Crispy and I step outside to hang on the hot pavement. I try to act as though we’re not a couple of juvenile delinquents with a plan that involves breaking and entering, but my leg is shaking like a flipped coin that won’t settle.

“Are you sure about this?” I ask him.

“No,” he replies as he nervously picks lint out of his pants pocket and sends the little bits of white fluff falling to the ground like fake snow at a Christmas pageant. “Are you?”

Neither of us can say no to Angela, and we both know it.

“Impressive, that stuff about Roman law,” I say to Crispy. “You made it up, right?”

“No. It’s for real. My mom did her dissertation on first-century Roman law. She wrote about its impact on the New Testament. She’s kind of an expert on the subject. Now she’s doing research on a book about the Blessed Virgin appearing in places like Jupiter. I’m here because … well, she had this idea that she and I needed to do some serious mother-son bonding.”

“How’s that going?”

“You seen her lately?” he asks, giving the statement an ironic lift. When I don’t respond, he adds, “Right.”

More snow from his pocket, and then …

“And what’s your story? I mean, for real.”

I give him the 411 on my life. I mention the fact that I once lived in Manhattan and also that my mother has been dead for years. He wants to know if I was in New York on 9/11.

“Yeah,” I tell him. “But we weren’t allowed to go back to our house. No one was. It was weird. They said it was because of security issues and health concerns and all that. But when we finally were allowed to go home, I saw why they’d been keeping us away. It was pretty bad. All that ash had gotten into everything, every corner.
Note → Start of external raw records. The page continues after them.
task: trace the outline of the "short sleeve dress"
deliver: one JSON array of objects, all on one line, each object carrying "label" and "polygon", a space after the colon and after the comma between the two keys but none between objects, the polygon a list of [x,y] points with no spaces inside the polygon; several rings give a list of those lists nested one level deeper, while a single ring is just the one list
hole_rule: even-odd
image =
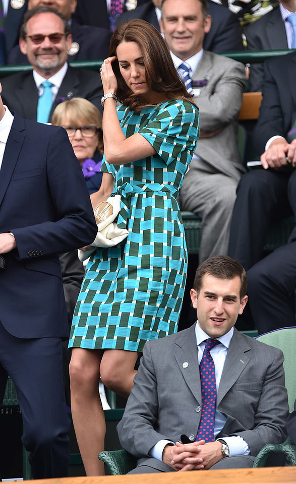
[{"label": "short sleeve dress", "polygon": [[88,263],[74,312],[69,347],[142,351],[147,340],[177,331],[187,269],[185,233],[176,198],[196,147],[198,109],[170,100],[140,112],[121,105],[126,137],[139,133],[156,153],[102,170],[122,196],[117,225],[129,231]]}]

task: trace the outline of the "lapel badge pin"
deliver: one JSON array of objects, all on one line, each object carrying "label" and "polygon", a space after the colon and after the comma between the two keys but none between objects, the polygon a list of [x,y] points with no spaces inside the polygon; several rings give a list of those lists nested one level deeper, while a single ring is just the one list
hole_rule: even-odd
[{"label": "lapel badge pin", "polygon": [[19,10],[24,7],[25,0],[10,0],[10,5],[15,10]]},{"label": "lapel badge pin", "polygon": [[137,0],[127,0],[126,2],[126,9],[128,12],[134,10],[138,5]]},{"label": "lapel badge pin", "polygon": [[194,81],[193,79],[191,81],[191,85],[192,87],[203,87],[204,86],[207,85],[208,80],[209,78],[207,76],[206,76],[203,79],[201,79],[198,81]]},{"label": "lapel badge pin", "polygon": [[68,55],[76,55],[79,51],[80,46],[78,42],[73,42],[71,46],[67,52]]}]

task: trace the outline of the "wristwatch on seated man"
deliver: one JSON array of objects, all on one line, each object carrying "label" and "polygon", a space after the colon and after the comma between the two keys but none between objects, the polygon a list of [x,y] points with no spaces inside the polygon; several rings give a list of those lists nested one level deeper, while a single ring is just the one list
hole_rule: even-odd
[{"label": "wristwatch on seated man", "polygon": [[225,440],[223,440],[222,439],[217,439],[217,441],[221,442],[222,444],[222,453],[223,457],[229,457],[229,448],[228,446],[228,445],[226,443]]}]

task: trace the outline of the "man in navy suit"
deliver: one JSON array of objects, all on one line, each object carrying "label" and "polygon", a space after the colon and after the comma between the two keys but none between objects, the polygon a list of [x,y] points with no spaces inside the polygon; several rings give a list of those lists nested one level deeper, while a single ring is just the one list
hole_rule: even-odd
[{"label": "man in navy suit", "polygon": [[271,224],[296,215],[296,52],[265,63],[263,100],[253,133],[263,168],[241,179],[229,254],[248,270],[249,304],[259,333],[295,326],[296,228],[262,259]]},{"label": "man in navy suit", "polygon": [[[104,59],[107,56],[111,33],[108,28],[80,25],[74,19],[76,0],[29,0],[29,10],[45,6],[55,9],[65,16],[69,23],[72,43],[68,54],[71,60],[90,60]],[[8,64],[27,64],[28,58],[22,53],[19,45],[16,45],[8,53]]]},{"label": "man in navy suit", "polygon": [[32,477],[65,476],[69,327],[58,255],[91,243],[97,228],[63,128],[14,115],[0,97],[0,402],[9,374]]},{"label": "man in navy suit", "polygon": [[[50,40],[56,33],[60,37],[57,42],[54,38],[54,42]],[[36,43],[39,41],[35,40],[36,35],[41,39],[39,43]],[[44,91],[43,83],[48,81],[52,84],[52,105],[47,120],[50,122],[59,102],[72,97],[84,97],[102,110],[103,88],[98,73],[68,65],[72,36],[66,18],[59,12],[45,6],[28,10],[21,28],[20,45],[33,71],[17,73],[2,80],[3,102],[10,109],[26,119],[38,120],[38,99]]]},{"label": "man in navy suit", "polygon": [[[249,50],[291,49],[293,28],[288,19],[296,16],[294,0],[279,0],[279,5],[261,19],[250,24],[245,34]],[[255,63],[250,70],[250,90],[262,91],[263,64]]]}]

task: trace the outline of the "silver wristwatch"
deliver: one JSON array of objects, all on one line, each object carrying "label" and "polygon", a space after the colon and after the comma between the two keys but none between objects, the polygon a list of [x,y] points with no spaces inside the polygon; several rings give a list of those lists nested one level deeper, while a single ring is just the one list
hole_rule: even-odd
[{"label": "silver wristwatch", "polygon": [[217,440],[221,442],[222,444],[222,453],[223,457],[229,457],[229,448],[228,447],[227,444],[226,443],[225,440],[222,440],[222,439],[217,439]]},{"label": "silver wristwatch", "polygon": [[104,94],[103,96],[102,96],[102,98],[101,99],[101,104],[102,106],[104,105],[104,103],[105,102],[105,101],[108,97],[112,97],[113,99],[115,99],[116,102],[117,102],[117,98],[116,94],[114,94],[113,92],[108,92],[108,94]]}]

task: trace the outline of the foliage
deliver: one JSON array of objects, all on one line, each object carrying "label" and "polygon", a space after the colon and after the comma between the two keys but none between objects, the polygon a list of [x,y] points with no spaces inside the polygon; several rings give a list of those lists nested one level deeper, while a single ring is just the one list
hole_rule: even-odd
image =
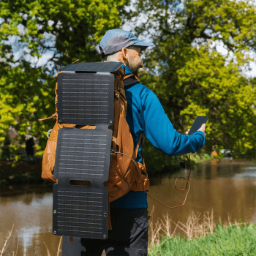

I don’t remember much, but I’ll never forget the sight of my home that first day back. The whole place was covered in white dust. Looked like a ghost of itself.”

I decide not to tell him the other part of the story, the part
about how Kat died of ovarian cancer on the night of September 10, 2001, at 8:45 p.m. He wouldn’t be able to make sense of the fact that at the moment when the first plane struck the first tower, Kat’s body was already cold, lying uptown at Memorial Sloan-Kettering Cancer Center, waiting to be transferred to the funeral home on 14th Street, where she would be cremated and turned into a pile of ash and poured into an urn.